Lo scorso anno nelle casse di Province, Comuni, Città metropolitane, Unioni di Comuni sono entrati grazie alle multe stradali un totale di 1,89 miliardi di euro, con una riduzione del -4,4% rispetto al gettito da 1,98 miliardi del 2024, pari a minori incassi per circa 88 milioni di euro - analizza il Codacons -. A livello regionale la Lombardia, con 455,8 milioni di euro, si conferma la regione leader delle multe, con oltre il doppio dei proventi della Toscana, al secondo posto con 208 milioni di euro.
Al terzo posto l’Emilia Romagna, con 192 milioni di euro di incassi. Fanalino di coda la Valle d’Aosta, con entrate per 2,7 milioni di euro.
Per quanto riguarda le grandi città con oltre 250mila abitanti, il primato spetta a Milano con incassi nel 2025 per 169,7 milioni di euro, seguita da Roma (118,7 milioni) e Firenze (64 milioni), si legge nella nota del Codacons.
I piccoli Comuni, quelli con meno di 5mila abitanti, hanno ottenuto 105 milioni di euro grazie alle multe stradali, 137 milioni i Comuni tra 5mila e 10mila abitanti, quasi 187 milioni quelli tra 10mila e 20mila, cifra che sale a 325 milioni di euro per gli enti tra 20mila e 60mila abitanti, 310 milioni i Comuni tra 60mila e 250mila residenti.

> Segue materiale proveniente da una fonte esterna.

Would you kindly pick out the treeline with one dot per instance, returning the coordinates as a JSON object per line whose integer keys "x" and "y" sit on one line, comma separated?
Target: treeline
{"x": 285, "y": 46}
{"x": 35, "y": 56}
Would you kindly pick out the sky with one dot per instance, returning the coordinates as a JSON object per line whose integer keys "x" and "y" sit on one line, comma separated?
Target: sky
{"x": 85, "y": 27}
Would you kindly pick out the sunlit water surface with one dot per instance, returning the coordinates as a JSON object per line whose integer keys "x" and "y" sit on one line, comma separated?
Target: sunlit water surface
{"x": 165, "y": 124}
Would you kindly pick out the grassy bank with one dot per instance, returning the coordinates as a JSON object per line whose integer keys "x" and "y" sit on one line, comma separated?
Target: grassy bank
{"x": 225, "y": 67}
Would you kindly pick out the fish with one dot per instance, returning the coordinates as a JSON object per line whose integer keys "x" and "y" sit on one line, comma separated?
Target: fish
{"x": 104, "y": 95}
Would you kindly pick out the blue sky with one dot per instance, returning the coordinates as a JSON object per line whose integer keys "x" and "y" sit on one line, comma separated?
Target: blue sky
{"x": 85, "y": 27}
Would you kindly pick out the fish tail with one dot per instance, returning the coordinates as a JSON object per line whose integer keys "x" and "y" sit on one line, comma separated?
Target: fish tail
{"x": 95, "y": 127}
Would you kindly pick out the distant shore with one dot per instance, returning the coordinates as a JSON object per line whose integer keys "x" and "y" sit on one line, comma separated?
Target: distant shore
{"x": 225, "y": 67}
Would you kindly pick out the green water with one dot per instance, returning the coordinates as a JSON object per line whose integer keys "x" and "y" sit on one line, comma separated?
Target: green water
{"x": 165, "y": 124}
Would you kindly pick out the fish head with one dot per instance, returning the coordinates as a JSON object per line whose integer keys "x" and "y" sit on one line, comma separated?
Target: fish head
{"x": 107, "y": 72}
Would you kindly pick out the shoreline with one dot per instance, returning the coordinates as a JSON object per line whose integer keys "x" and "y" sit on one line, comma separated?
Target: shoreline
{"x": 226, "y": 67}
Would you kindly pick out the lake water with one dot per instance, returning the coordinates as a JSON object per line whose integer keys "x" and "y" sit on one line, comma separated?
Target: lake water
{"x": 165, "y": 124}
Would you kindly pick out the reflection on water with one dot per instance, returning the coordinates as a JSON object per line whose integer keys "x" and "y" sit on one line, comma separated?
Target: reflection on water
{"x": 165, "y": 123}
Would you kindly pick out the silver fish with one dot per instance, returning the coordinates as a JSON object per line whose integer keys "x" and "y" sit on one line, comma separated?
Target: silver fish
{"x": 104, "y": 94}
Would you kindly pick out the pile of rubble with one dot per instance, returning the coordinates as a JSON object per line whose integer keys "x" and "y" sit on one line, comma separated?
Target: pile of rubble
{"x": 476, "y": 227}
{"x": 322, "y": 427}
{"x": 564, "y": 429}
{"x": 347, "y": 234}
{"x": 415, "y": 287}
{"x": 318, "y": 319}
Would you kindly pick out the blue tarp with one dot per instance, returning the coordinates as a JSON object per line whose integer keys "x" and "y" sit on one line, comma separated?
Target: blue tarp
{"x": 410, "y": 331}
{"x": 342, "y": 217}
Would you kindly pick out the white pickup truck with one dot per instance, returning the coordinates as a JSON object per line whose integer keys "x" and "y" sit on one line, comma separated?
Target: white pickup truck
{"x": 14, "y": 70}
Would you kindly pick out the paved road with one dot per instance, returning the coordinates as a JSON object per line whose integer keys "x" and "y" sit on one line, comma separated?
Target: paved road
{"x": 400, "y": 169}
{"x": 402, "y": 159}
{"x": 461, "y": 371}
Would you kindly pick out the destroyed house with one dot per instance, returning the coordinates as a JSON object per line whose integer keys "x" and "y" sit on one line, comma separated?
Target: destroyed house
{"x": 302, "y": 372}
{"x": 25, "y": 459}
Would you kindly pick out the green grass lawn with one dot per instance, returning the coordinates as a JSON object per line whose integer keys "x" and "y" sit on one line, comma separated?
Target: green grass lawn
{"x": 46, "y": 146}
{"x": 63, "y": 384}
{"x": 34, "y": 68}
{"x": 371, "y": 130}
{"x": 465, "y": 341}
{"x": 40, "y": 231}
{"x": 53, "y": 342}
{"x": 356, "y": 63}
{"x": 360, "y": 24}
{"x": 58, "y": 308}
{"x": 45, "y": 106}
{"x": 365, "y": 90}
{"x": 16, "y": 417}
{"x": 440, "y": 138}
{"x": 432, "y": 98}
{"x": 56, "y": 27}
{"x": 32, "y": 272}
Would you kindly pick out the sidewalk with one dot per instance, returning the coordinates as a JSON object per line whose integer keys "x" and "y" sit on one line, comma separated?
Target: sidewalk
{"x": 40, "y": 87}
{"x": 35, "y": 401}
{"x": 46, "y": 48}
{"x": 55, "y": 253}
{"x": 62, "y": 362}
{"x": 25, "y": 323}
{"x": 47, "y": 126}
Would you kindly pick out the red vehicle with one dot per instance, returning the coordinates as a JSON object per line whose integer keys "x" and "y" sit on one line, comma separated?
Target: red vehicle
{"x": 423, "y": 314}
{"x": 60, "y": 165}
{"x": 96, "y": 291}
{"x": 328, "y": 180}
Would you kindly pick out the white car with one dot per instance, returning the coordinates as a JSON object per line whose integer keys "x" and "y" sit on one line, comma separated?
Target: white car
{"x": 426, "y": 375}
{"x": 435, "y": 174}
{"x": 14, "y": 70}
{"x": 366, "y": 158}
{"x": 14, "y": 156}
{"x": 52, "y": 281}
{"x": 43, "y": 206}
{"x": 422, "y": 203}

Nel confronto con l’anno precedente (2024) la Calabria è stata la regione col calo più marcato degli incassi (-14,4%), seguita da Lazio (-12,3%) e Sicilia (-8,5%), mentre il Molise ha visto crescere i proventi degli enti locali del +62,9% (da 2,4 a 4 milioni di euro), +22% la Sardegna, +19% l’Abruzzo.
Tra e grandi città la flessione più forte delle entrate è quella di Bari (-25,4% sul 2024), Palermo (-19,5%) e Roma (-18,5%), mentre a Firenze gli incassi, sempre secondo il Codacons, sono saliti del +4,1% in un anno.

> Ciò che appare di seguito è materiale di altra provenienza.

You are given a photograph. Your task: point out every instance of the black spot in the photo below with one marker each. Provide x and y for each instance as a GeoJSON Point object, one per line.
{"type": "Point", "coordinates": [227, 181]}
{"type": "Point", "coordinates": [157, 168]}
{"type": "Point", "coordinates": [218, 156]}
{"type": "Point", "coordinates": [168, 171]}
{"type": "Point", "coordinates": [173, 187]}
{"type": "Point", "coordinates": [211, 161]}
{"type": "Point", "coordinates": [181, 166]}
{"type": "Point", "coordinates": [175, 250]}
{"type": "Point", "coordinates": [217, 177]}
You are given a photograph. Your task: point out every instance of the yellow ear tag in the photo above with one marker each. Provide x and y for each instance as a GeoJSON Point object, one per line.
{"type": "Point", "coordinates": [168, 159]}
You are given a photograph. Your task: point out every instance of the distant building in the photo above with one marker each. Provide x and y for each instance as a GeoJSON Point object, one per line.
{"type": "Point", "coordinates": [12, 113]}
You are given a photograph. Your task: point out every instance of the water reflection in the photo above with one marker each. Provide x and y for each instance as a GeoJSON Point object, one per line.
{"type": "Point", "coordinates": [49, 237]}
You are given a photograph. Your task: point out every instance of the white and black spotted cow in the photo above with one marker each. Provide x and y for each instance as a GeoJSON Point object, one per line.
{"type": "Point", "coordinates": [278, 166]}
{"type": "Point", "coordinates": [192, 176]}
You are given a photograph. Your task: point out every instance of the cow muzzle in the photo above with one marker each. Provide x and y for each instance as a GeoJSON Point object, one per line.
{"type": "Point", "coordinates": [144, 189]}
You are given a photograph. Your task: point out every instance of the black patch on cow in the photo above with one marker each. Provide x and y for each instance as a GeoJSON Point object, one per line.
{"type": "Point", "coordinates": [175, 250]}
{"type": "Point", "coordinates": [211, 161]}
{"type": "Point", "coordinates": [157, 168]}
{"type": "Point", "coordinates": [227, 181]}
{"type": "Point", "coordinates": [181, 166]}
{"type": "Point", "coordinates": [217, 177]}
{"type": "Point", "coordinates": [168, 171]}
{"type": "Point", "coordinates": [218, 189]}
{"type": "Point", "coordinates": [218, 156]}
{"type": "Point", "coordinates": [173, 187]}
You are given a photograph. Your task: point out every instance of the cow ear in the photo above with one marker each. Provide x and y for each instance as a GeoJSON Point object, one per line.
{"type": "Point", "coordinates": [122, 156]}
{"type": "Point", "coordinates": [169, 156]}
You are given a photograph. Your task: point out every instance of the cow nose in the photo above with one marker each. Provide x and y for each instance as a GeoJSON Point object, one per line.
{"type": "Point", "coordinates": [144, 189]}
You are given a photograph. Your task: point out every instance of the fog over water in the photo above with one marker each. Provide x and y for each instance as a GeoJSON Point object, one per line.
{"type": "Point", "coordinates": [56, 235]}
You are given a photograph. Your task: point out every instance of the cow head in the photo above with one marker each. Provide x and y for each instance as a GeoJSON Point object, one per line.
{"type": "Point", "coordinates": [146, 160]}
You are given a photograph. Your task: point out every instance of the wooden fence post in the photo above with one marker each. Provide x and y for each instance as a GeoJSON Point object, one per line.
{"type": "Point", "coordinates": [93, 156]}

Rispetto alla popolazione residente, sono proprio i grandi comuni, quelli con oltre 250mila abitanti, che su base annua registrano la più alta riduzione degli incassi da multe stradali: in media -11,3% sul 2024.

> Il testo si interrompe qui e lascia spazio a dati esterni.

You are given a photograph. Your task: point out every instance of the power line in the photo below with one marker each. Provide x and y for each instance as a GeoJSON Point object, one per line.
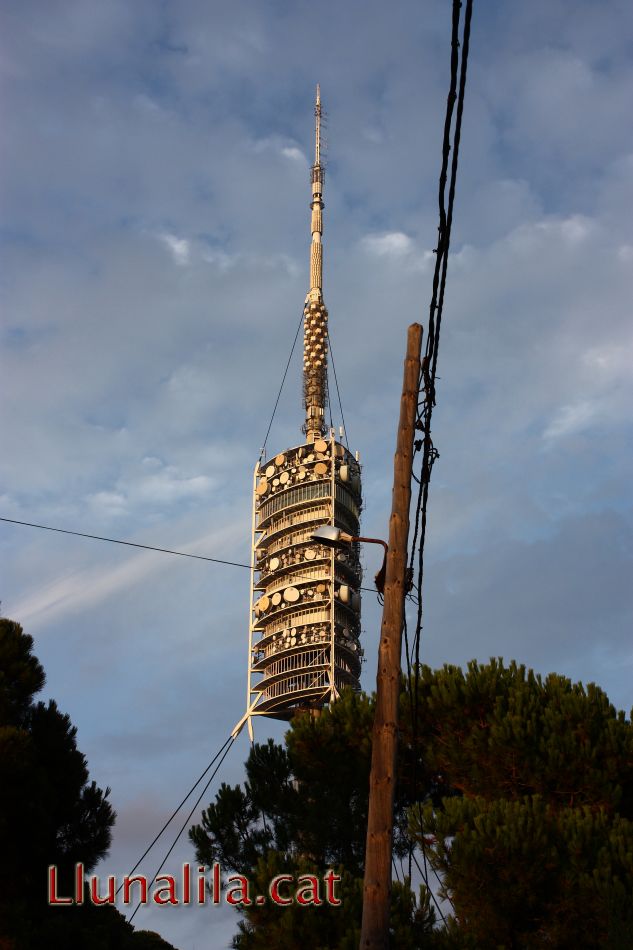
{"type": "Point", "coordinates": [458, 73]}
{"type": "Point", "coordinates": [130, 544]}
{"type": "Point", "coordinates": [149, 547]}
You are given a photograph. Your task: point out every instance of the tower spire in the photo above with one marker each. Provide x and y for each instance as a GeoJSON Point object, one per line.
{"type": "Point", "coordinates": [315, 313]}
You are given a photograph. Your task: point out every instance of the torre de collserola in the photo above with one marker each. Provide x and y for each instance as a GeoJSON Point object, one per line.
{"type": "Point", "coordinates": [304, 620]}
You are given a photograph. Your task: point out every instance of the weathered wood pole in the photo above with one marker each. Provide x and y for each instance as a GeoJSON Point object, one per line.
{"type": "Point", "coordinates": [378, 851]}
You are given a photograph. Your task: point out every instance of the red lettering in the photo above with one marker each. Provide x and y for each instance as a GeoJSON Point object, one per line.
{"type": "Point", "coordinates": [273, 889]}
{"type": "Point", "coordinates": [53, 897]}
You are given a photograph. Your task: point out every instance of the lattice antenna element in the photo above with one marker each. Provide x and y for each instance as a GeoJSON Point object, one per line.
{"type": "Point", "coordinates": [315, 312]}
{"type": "Point", "coordinates": [304, 611]}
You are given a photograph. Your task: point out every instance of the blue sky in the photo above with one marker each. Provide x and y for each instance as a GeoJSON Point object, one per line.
{"type": "Point", "coordinates": [155, 232]}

Il calo delle entrate da contravvenzioni registrato nell’ultimo anno è da attribuire non tanto alle novità introdotte a dicembre 2024 dal nuovo Codice della strada, quanto ai nuovi limiti imposti agli enti locali per l’installazione degli autovelox, in vigore dallo scorso giugno, ma soprattutto è dovuto allo spegnimento di molti apparecchi di rilevazione della velocità in tutta Italia dopo le sentenze della Cassazione che hanno decretato la nullità delle sanzioni elevate da autovelox non omologati, nodo che ancora oggi resta irrisolto, evidenzia il Codacons.
Gli incassi degli enti locali legati alle multe per violazione del Codice della strada sono saliti costantemente negli ultimi anni: nel 2021, anno ancora caratterizzato dai limiti alla circolazione imposti dall’emergenza Covid, le entrate sono state pari a 1,2 miliardi di euro, per poi salire a 1,6 miliardi nel 2022, 1,77 miliardi nel 2023, arrivando a 1,98 miliardi del 2024, per poi calare lievemente nel 2025 a 1,90 miliardi. Complessivamente, quindi, gli italiani hanno pagato negli ultimi 5 anni circa 8,5 miliardi di euro a titolo di sanzioni stradali: in pratica - calcola il Codacons - una media di 142 euro a cittadino residente, neonati compresi.